Hello,
over the past week I worked on putting the final things into place to
enable the first release of an externalized elasticsearch connector.
Then it dawned on me that there are a few things we _haven't really
decided yet_, which are rather important though.
Let's fix that.
Note that while this discussions is motivated by the upcoming
Elasticsearch release, it should very much apply to _all_ externalized
connectors.
# Open questions
a) How many connector variants are supported per Flink version?
b) What is the version scheme?
c) How does the branch structure look like?
d) What is the purpose of the main branch?
None of these were really discussed in the past.
# Background
a)
One of the goals of the externalization is allow us to more rapidly
evolve connectors.
We don't want to be limited by Flinks release cycle, both when it comes
to providing new features but also when it comes to making breaking changes.
This implies that we may end up having several _variants_ of a connector
that are compatible with a given Flink version (e.g., 1.0.0, 2.0.0).
b)
With a) in mind we need to integrate the concept of supported Flink
versions _somehow_ into the version scheme.
c)
We need a branch structure that actually supports a).
d)
This is not obvious; depending on how you implement c) the main branch
becomes pointless. See my proposal for examples.
# My proposal
a)
Only the last 2 versions of a connector are supported per Flink version,
with only the latest version receiving new features.
E.g., assuming connector version 1,2 and 3 exist for Flink version X:
1 is not supported; 2 gets patches; 3 gets features and patches.

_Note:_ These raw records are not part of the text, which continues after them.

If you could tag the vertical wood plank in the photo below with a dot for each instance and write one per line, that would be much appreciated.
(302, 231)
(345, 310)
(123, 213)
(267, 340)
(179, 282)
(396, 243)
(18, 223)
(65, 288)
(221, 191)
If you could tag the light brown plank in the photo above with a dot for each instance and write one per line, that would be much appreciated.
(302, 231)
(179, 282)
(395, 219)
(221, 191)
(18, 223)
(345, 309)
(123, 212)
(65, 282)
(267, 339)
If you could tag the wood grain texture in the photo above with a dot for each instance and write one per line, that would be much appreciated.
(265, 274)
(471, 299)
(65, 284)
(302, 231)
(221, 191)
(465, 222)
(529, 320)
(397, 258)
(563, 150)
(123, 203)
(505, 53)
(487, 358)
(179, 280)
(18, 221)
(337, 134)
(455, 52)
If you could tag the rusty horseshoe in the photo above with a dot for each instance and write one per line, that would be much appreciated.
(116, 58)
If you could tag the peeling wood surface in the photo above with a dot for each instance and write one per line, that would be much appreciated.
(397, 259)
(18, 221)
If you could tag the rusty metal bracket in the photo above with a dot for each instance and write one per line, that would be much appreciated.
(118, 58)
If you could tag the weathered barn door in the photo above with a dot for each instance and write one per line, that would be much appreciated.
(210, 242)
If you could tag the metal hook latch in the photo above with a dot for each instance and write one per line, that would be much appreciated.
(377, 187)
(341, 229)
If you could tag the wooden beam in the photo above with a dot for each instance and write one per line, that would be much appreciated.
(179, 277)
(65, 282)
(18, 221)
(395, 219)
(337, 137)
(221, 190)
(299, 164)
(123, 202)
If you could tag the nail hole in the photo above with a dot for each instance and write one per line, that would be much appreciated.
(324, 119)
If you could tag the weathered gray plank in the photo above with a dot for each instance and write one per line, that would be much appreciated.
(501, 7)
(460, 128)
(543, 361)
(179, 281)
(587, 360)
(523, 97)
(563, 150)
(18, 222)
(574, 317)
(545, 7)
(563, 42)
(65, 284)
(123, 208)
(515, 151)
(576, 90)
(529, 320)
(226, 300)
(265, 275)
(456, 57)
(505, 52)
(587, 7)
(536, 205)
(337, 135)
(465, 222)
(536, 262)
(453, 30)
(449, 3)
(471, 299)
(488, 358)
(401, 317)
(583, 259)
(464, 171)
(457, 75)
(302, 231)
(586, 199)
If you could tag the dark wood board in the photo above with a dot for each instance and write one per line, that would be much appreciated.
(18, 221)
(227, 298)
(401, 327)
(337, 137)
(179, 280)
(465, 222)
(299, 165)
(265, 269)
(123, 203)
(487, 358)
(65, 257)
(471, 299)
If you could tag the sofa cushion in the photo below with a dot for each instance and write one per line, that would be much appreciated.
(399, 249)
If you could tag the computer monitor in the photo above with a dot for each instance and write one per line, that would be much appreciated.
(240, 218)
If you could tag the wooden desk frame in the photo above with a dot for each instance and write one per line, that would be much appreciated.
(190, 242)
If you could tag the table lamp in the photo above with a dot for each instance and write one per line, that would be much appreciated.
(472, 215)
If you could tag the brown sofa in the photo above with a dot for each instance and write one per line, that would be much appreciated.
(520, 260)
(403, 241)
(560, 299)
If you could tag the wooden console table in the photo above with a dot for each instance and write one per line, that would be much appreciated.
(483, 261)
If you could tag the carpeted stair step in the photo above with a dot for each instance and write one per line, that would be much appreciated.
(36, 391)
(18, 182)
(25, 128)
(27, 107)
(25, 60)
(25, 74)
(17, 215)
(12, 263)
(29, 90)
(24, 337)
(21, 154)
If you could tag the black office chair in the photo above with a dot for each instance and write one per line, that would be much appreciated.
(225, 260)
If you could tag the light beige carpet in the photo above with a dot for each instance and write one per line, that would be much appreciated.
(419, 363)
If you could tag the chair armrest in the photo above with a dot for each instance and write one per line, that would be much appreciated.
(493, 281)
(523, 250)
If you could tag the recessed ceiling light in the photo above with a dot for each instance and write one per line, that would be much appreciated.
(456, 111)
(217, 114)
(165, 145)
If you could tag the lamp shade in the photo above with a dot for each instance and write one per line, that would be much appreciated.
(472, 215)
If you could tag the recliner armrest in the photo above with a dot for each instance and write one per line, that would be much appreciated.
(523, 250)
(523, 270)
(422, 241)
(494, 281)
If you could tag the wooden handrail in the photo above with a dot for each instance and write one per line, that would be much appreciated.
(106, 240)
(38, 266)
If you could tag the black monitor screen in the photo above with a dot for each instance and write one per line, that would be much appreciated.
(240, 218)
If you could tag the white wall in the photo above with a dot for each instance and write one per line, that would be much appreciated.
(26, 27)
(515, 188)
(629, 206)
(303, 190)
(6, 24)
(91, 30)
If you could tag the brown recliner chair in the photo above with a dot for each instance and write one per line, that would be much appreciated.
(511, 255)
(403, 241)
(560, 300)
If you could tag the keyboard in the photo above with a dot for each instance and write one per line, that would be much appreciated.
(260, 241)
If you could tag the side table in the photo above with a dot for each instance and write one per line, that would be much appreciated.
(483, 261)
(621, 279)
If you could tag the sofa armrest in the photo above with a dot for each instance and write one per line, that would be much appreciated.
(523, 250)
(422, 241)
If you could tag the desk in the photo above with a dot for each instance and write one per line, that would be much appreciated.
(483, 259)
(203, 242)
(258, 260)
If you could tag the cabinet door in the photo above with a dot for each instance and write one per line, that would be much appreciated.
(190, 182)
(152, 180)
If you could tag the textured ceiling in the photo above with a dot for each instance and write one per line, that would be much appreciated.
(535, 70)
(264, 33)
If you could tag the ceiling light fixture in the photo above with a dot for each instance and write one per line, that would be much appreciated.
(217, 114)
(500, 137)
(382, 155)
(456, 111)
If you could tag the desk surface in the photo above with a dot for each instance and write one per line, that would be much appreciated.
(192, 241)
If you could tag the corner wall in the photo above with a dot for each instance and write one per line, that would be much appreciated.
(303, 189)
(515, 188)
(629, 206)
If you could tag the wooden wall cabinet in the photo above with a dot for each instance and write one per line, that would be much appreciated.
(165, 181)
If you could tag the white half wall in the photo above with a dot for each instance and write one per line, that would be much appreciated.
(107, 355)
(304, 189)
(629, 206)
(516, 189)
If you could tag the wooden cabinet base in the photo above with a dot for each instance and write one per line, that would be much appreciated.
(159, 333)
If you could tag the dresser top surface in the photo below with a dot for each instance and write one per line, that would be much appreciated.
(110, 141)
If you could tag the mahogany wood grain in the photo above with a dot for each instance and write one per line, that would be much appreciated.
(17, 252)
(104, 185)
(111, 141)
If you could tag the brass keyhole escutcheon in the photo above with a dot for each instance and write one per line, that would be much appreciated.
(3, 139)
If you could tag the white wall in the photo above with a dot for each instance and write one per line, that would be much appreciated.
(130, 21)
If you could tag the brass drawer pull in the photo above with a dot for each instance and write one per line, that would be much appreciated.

Note: This only provides value if we have significantly more minor than
major releases. We should maybe impose a limit of 2 major releases per
Flink version.
This a compromise in keeping the number of supported versions low
(max=4) without immediately forcing users to buy into breaking changes
in the connector.
b)
Let's clarify our requirements.
1) We need to be able to create different variant for a given Flink
version, in case some API got changed or a useful feature was added
2) We want to be able to create a new variant for an an existing Flink
version, to speed up the evolution of the connector.
In my eyes this leads to a the obvious version schema:
<major.minor.patch connector version>-<major.minor supported Flink version>
If a particular connector is compatible with multiple Flink versions
we'll just duplicate the maven deployment with different Flink version
suffixes.
This is perfectly fine and in practice we did that with the Scala
suffixes already.
c)
vmajor.minor-flink-major.flink-minor
E.g., v1.0-1.15; v1.1-1.15
It must be obvious for us which branches use which Flink/connector
version, because we must ensure that all variants of a connector across
all Flink versions are similar, as should all connectors for a
particular Flink version.
d)
The main branch will not have any purpose for the development. Let me
explain:
A change that lands in the main branch would either
1) add support for a new Flink version to an existing connector variant
(e.g., 1.0-1.15 exists, now we add 1.0-1.16), but this is better
implemented by forking the 1.0-1.15 branch
2) add a new connector variant (e.g., 1.0-1.15 exists, now we add
2.0-1.15), but this is again beter implemented by forking the 1.9-1.15
branch.
In short I can't think of a single case where the main branch provides
value.
As such I'd relegate it to a sort of landing / documentation page.